I never knew how shallow some of us Saudis could be until I heard about the car license plate that was sold for SR200,000 at a public auction.
The license plate contained the three Arabic letters “ba”, “ha” and “b” and the numbers 666. When read in Saudi it means: “I am in love with three ladies.” At first I did not believe the story.
People are living below the poverty line in the slums of our cities; other Saudi families with up to seven or eight members are living on a salary of SR1,500 a month; widows are living on social security, which does not exceed a few hundreds riyals a month, with their children — all that, and we have people who are desperate to pay up to SR200,000 to obtain a license plate so they can join the “special club.”

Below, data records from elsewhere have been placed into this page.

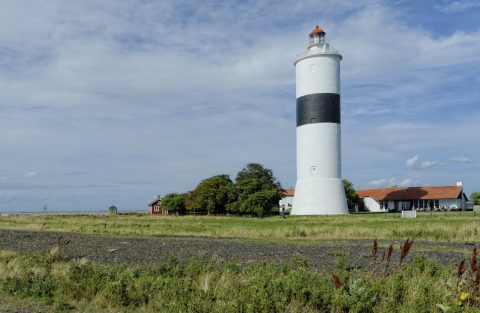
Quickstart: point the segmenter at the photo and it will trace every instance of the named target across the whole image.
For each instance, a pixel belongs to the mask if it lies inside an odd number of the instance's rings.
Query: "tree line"
[[[162,206],[170,212],[238,214],[263,216],[278,206],[282,197],[280,182],[273,171],[258,163],[249,163],[238,172],[235,181],[229,175],[202,180],[187,193],[170,193]]]
[[[344,180],[349,207],[358,202],[353,184]],[[247,164],[237,173],[235,181],[229,175],[216,175],[202,180],[187,193],[169,193],[162,206],[178,214],[234,214],[264,216],[278,209],[284,190],[271,169],[258,163]]]

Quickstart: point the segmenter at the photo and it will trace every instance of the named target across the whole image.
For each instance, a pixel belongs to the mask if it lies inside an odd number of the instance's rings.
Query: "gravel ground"
[[[150,265],[176,257],[185,262],[194,256],[207,259],[220,259],[248,264],[255,261],[287,262],[292,257],[308,260],[314,270],[329,271],[337,258],[345,255],[349,268],[363,268],[370,264],[371,240],[329,240],[320,241],[315,246],[269,244],[240,241],[226,238],[203,237],[110,237],[76,233],[31,232],[0,230],[0,250],[13,250],[20,253],[49,251],[57,246],[58,238],[70,240],[66,248],[66,258],[70,260],[86,258],[93,262],[110,264],[126,263]],[[400,241],[394,243],[394,258],[398,257]],[[379,241],[387,244],[388,241]],[[464,254],[460,250],[470,250],[473,243],[415,242],[413,252],[424,254],[442,264],[458,263]],[[477,247],[480,247],[477,244]],[[382,254],[382,249],[379,255]],[[408,259],[407,259],[408,260]]]

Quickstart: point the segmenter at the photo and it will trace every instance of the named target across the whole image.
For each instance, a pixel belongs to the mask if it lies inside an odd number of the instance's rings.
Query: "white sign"
[[[402,211],[402,218],[417,218],[417,211]]]

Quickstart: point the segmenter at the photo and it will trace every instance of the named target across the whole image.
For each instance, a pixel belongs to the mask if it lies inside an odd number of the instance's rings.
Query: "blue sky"
[[[480,191],[480,1],[0,1],[0,211],[294,186],[293,62],[343,54],[343,177]]]

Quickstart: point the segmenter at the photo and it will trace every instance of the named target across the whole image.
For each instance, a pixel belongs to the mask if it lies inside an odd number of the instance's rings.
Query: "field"
[[[0,312],[479,312],[479,231],[472,212],[2,216]]]
[[[150,217],[146,215],[18,215],[0,217],[0,229],[61,231],[126,236],[189,236],[238,238],[267,242],[318,244],[331,239],[406,239],[477,242],[480,214],[421,213],[417,219],[399,214],[288,217]]]

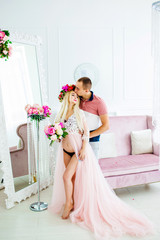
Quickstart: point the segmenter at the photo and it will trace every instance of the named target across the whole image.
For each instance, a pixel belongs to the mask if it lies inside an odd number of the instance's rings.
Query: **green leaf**
[[[67,135],[68,135],[68,133],[64,132],[62,136],[65,138]]]
[[[10,36],[10,33],[9,33],[9,31],[8,31],[8,30],[2,30],[2,32],[4,32],[4,33],[6,34],[6,36],[7,36],[7,37],[9,37],[9,36]]]

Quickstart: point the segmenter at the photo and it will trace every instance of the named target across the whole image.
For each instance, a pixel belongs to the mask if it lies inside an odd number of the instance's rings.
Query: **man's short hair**
[[[90,78],[88,77],[82,77],[80,79],[78,79],[78,82],[82,82],[82,85],[83,85],[83,89],[91,89],[92,87],[92,81]]]

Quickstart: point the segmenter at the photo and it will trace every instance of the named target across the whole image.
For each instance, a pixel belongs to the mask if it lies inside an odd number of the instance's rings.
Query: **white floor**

We have people paying SR20,000 or more to obtain a special mobile number and up to SR200,000 to obtain a special license plate. The need to be special in our society has become a cancer. And where other people in the world work hard to earn degrees and achieve something in society, inventing, thinking, the best we can do is flash our special mobile numbers and special license plates, in the hope that they will make us better than others.
With the middle class in our country torn between either ascending to the upper class or descending to the poor class, the Ministry of Labor and Social Affairs for some reason thinks it is inappropriate to recognize that we have a poverty problem in Saudi Arabia. Despite footage being broadcast on TV of the poverty of some Saudis are living in the slums of our cities and photos of the crown prince’s visit to those areas being published in our local newspapers, the ministry proposed to the Council of Ministers that the name of the Fund to Combat Poverty be changed to the Fund for Humanitarian Causes.

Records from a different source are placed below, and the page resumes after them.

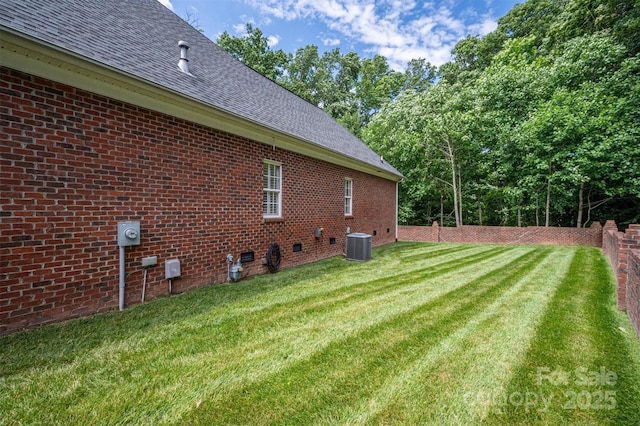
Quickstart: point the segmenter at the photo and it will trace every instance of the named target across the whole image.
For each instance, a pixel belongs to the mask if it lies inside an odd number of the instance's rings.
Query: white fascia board
[[[402,178],[3,26],[0,65],[384,179]]]

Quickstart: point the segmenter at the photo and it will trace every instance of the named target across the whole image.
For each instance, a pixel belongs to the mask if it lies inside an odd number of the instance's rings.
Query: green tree
[[[537,161],[538,169],[541,162],[548,165],[556,211],[576,212],[571,222],[578,227],[586,223],[585,209],[590,217],[598,204],[591,203],[592,194],[609,200],[639,192],[640,156],[632,136],[640,123],[632,107],[638,101],[638,80],[632,77],[638,58],[625,60],[625,54],[606,34],[566,43],[551,68],[552,96],[522,123],[527,158]]]
[[[569,0],[548,31],[548,41],[561,47],[576,37],[607,31],[628,56],[640,53],[640,7],[637,0]]]
[[[247,66],[277,81],[287,67],[288,55],[280,49],[272,50],[269,47],[269,39],[259,28],[247,24],[246,30],[247,33],[243,37],[232,36],[225,31],[216,43]]]
[[[438,185],[431,177],[438,165],[434,165],[434,158],[428,155],[423,143],[425,114],[421,95],[415,90],[405,90],[375,114],[363,130],[364,141],[384,153],[385,160],[405,175],[398,194],[398,221],[402,224],[433,220],[425,212],[430,212],[434,200],[439,198]]]
[[[438,69],[425,59],[412,59],[404,72],[404,85],[401,90],[413,89],[417,92],[429,90],[437,78]]]
[[[537,170],[524,161],[527,140],[519,137],[518,126],[538,102],[550,96],[549,69],[535,37],[512,39],[475,84],[476,116],[481,123],[476,137],[482,144],[486,172],[479,186],[499,206],[498,214],[487,215],[491,224],[520,225],[523,212],[537,214],[544,185]]]
[[[442,210],[439,194],[450,191],[455,225],[462,225],[462,182],[472,168],[468,153],[474,126],[467,102],[460,86],[441,83],[425,93],[408,89],[385,104],[363,132],[365,141],[405,174],[403,220],[432,217],[424,210],[438,202]]]

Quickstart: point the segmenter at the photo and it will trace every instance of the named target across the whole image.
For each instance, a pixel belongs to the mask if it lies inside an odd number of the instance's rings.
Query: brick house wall
[[[403,241],[475,243],[475,244],[557,244],[602,246],[602,226],[560,228],[543,226],[477,226],[454,227],[399,226],[398,239]]]
[[[0,68],[0,333],[118,305],[117,223],[140,221],[127,247],[126,304],[224,282],[226,255],[253,251],[265,273],[272,242],[282,267],[345,251],[346,229],[395,241],[396,183]],[[282,220],[262,216],[264,160],[282,163]],[[353,179],[353,216],[344,180]],[[322,227],[322,237],[314,236]],[[302,250],[293,252],[293,245]]]

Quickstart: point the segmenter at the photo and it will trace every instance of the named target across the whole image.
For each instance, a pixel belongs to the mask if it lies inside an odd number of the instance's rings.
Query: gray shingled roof
[[[320,108],[237,61],[157,0],[2,0],[0,24],[204,104],[401,174]],[[177,68],[179,40],[189,68]]]

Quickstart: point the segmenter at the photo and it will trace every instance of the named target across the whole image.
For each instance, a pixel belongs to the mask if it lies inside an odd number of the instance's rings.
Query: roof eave
[[[0,25],[0,52],[0,64],[18,71],[388,180],[399,181],[403,177],[385,167],[376,167],[231,114],[4,25]],[[176,72],[180,72],[177,66]]]

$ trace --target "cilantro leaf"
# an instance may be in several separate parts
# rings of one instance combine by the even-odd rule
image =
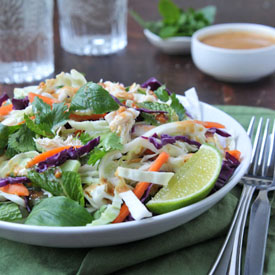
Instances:
[[[32,130],[34,133],[43,136],[43,137],[53,137],[51,129],[46,124],[35,124],[29,116],[24,115],[24,120],[26,126]]]
[[[52,137],[54,131],[59,126],[64,125],[69,118],[67,106],[64,103],[55,103],[51,107],[42,99],[35,97],[32,107],[35,120],[32,121],[27,116],[24,116],[26,125],[33,132],[42,136]]]
[[[33,138],[35,133],[31,131],[26,125],[15,133],[11,134],[8,139],[8,154],[14,156],[19,153],[36,150]]]
[[[83,144],[92,140],[94,137],[90,136],[87,133],[83,133],[80,135],[79,139]],[[123,145],[120,142],[120,137],[116,134],[109,132],[106,134],[100,135],[100,143],[94,148],[89,154],[88,164],[95,165],[98,160],[101,160],[106,153],[112,150],[122,150]]]
[[[183,105],[180,103],[180,101],[178,100],[178,98],[176,97],[176,94],[172,94],[170,96],[172,103],[171,103],[171,108],[174,109],[174,111],[177,113],[177,115],[179,116],[179,120],[183,120],[184,116],[185,116],[185,109],[183,107]]]
[[[3,154],[4,149],[7,147],[10,134],[17,131],[20,127],[21,125],[6,126],[0,123],[0,154]]]
[[[158,97],[158,99],[160,99],[163,102],[167,102],[169,100],[169,94],[166,91],[166,86],[162,85],[159,88],[157,88],[154,93],[156,94],[156,96]]]
[[[95,148],[91,153],[87,161],[89,165],[95,165],[99,160],[101,160],[108,152],[103,148]]]
[[[72,98],[70,111],[92,110],[94,114],[104,114],[119,108],[118,103],[100,85],[88,82]]]

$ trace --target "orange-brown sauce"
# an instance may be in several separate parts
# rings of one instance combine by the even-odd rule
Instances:
[[[257,49],[275,45],[275,36],[248,31],[227,31],[205,36],[200,41],[225,49]]]

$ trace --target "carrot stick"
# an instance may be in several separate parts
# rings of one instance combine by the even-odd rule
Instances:
[[[42,99],[45,103],[47,103],[49,105],[53,105],[54,103],[58,103],[59,102],[57,99],[52,99],[52,98],[49,98],[47,96],[43,96],[43,95],[39,95],[39,94],[35,94],[35,93],[29,93],[28,94],[28,98],[29,98],[29,101],[31,103],[34,101],[34,99],[36,97]]]
[[[150,166],[148,171],[150,171],[150,172],[159,171],[161,166],[164,163],[166,163],[168,161],[168,159],[169,159],[169,154],[167,154],[166,152],[161,152],[159,154],[159,156],[156,158],[156,160],[152,163],[152,165]],[[150,185],[149,182],[139,182],[136,185],[136,187],[134,188],[133,192],[140,199],[143,196],[143,194],[145,193],[145,191],[149,185]],[[120,209],[118,216],[113,221],[113,223],[123,222],[126,219],[126,217],[129,215],[129,213],[130,213],[129,209],[128,209],[127,205],[124,203]]]
[[[226,152],[237,160],[241,158],[241,152],[239,150],[227,150]]]
[[[0,190],[17,196],[29,196],[29,190],[22,183],[10,183],[0,187]]]
[[[195,123],[201,124],[205,128],[225,128],[225,126],[218,122],[212,122],[212,121],[200,121],[200,120],[194,120]]]
[[[76,114],[70,114],[70,119],[76,120],[76,121],[84,121],[84,120],[98,120],[100,118],[105,117],[106,114],[91,114],[91,115],[76,115]]]
[[[35,156],[33,159],[31,159],[27,165],[26,165],[26,168],[30,168],[32,166],[34,166],[35,164],[39,163],[39,162],[42,162],[42,161],[45,161],[47,158],[49,157],[52,157],[56,154],[58,154],[59,152],[65,150],[65,149],[69,149],[71,148],[72,146],[62,146],[62,147],[58,147],[58,148],[54,148],[52,150],[49,150],[49,151],[46,151],[46,152],[43,152],[37,156]],[[73,146],[74,148],[79,148],[81,146]]]
[[[2,105],[0,107],[0,116],[6,116],[12,111],[12,104]]]

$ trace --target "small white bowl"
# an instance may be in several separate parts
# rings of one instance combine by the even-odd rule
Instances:
[[[148,29],[144,30],[144,35],[149,42],[168,54],[189,54],[191,47],[191,37],[178,36],[162,39]]]
[[[275,71],[275,45],[258,49],[224,49],[209,46],[200,41],[203,37],[226,31],[249,31],[275,38],[273,27],[229,23],[203,28],[192,36],[191,54],[193,62],[202,72],[219,80],[229,82],[251,82]]]

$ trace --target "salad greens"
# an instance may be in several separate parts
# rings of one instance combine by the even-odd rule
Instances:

I wonder what it took for the ministry to come up with that name. And above all, does it really make a difference? Instead of advising the superrich in our society who spend hundreds of millions of riyals abroad every summer to donate to the fund to help their underprivileged citizens living below the poverty line, the best the minister could do is give a proposal to the Council of Ministers to change the fund’s name.

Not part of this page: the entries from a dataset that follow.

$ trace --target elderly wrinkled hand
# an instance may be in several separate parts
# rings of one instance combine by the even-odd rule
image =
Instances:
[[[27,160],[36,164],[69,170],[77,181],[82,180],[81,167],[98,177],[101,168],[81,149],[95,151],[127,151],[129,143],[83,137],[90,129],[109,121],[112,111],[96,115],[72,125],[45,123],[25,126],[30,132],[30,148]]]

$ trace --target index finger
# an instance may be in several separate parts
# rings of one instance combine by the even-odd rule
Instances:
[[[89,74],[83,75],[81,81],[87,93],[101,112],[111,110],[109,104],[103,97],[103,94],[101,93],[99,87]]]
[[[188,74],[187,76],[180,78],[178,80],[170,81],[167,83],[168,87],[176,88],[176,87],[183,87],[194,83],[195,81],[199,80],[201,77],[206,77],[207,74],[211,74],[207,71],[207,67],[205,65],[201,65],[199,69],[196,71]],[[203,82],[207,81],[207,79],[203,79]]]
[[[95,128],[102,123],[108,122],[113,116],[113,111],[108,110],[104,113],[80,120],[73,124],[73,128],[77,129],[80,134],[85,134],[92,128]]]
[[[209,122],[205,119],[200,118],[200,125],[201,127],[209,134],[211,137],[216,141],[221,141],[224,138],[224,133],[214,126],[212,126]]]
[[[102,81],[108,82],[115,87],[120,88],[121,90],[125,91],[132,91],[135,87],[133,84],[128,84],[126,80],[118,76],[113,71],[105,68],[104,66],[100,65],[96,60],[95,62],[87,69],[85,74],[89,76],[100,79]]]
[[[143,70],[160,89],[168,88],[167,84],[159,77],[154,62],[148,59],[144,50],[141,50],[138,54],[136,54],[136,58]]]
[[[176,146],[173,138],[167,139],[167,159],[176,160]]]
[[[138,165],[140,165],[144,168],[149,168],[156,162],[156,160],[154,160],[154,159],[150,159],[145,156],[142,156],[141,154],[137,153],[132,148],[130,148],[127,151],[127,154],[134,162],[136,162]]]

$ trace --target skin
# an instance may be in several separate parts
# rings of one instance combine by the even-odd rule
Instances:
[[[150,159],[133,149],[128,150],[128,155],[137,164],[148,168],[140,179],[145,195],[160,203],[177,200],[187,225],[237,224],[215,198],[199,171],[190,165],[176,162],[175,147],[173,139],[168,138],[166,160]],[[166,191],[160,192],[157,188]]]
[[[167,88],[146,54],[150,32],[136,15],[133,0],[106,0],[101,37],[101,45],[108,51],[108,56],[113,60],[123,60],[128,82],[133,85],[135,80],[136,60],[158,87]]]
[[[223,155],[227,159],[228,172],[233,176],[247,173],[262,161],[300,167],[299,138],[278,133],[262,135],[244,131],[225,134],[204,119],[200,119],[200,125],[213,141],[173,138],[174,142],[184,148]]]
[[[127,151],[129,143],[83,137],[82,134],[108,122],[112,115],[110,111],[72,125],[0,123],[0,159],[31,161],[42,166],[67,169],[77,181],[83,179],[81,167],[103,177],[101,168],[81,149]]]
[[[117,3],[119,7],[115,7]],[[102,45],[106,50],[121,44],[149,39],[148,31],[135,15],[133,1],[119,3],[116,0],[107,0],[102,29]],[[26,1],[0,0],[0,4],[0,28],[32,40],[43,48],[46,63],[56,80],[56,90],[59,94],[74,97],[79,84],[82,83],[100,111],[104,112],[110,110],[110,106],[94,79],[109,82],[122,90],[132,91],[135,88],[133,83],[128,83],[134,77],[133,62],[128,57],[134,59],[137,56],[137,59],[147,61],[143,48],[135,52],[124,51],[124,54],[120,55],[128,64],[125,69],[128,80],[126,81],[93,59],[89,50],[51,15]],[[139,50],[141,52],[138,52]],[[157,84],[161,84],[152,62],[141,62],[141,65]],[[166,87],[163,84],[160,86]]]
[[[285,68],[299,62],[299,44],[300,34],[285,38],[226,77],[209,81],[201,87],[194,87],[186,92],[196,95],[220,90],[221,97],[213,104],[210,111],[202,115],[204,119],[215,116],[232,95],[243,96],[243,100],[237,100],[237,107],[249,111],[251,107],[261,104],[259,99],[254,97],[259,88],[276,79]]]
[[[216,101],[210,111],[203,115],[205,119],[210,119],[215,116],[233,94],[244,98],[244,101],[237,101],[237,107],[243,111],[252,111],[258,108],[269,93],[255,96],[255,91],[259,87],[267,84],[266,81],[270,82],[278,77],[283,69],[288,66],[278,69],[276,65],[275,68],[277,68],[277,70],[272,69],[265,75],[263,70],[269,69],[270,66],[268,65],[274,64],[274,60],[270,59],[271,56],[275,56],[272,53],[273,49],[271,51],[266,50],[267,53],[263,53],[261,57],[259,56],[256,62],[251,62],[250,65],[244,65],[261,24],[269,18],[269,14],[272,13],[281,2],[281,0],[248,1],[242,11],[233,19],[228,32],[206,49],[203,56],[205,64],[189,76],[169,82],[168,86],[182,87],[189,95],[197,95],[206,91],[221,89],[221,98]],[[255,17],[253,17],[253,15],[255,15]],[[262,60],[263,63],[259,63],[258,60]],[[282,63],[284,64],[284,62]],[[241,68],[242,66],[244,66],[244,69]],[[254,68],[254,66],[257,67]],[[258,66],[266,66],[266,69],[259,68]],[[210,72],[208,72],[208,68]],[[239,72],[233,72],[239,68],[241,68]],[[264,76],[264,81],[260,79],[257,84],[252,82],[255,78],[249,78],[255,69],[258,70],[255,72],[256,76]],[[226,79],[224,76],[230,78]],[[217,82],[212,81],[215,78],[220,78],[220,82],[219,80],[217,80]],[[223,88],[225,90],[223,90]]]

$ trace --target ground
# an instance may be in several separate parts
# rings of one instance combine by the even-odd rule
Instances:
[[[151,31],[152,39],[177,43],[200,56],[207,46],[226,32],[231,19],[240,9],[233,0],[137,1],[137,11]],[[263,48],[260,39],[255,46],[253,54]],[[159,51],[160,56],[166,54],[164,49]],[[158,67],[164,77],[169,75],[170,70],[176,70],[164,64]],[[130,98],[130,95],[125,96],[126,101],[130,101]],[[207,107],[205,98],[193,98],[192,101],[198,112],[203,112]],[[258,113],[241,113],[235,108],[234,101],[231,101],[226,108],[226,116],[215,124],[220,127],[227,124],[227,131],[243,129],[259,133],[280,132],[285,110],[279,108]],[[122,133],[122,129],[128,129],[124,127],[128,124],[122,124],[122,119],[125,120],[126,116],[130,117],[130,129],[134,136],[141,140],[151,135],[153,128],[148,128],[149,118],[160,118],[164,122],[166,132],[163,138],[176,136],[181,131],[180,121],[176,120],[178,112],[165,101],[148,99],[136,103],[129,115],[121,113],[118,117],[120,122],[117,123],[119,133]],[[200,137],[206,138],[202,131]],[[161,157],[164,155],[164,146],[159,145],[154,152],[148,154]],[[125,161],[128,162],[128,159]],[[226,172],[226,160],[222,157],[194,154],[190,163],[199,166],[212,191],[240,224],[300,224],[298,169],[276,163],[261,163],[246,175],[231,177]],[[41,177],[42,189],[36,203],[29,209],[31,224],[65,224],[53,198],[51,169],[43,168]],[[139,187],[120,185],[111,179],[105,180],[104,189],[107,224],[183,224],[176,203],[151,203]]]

The minister has not told the public, however, how much money has been donated to the fund since its establishment. He also has not told us what strategies his ministry has taken to combat poverty in our country. For starters, he could give us a thorough survey of the number of jobless people in our country (both male and female). The official figure that was published in Al-Eqtisadiah a couple of days ago that the unemployment rate in Saudi Arabia is at 8.34 percent simply is indigestible, especially if we bear in mind that there has not been a census to figure how much we have been breeding since 1992. Also, did the figure include all the jobless women in Saudi Arabia, or were only men counted in the study? Moreover, what sort of scientific tools were used in the study?
We’d like an answer. I believe that every citizen has a right to know our country’s jobless rate to discover the sort of crisis we have on our hands. That is something that matters. We are not interested in changing the name of the fund. Why change it? Don’t we have poverty in our country? We are the number one oil producer in the world, but the rate of poverty is actually increasing. That is a problem government officials might want to devote some time to.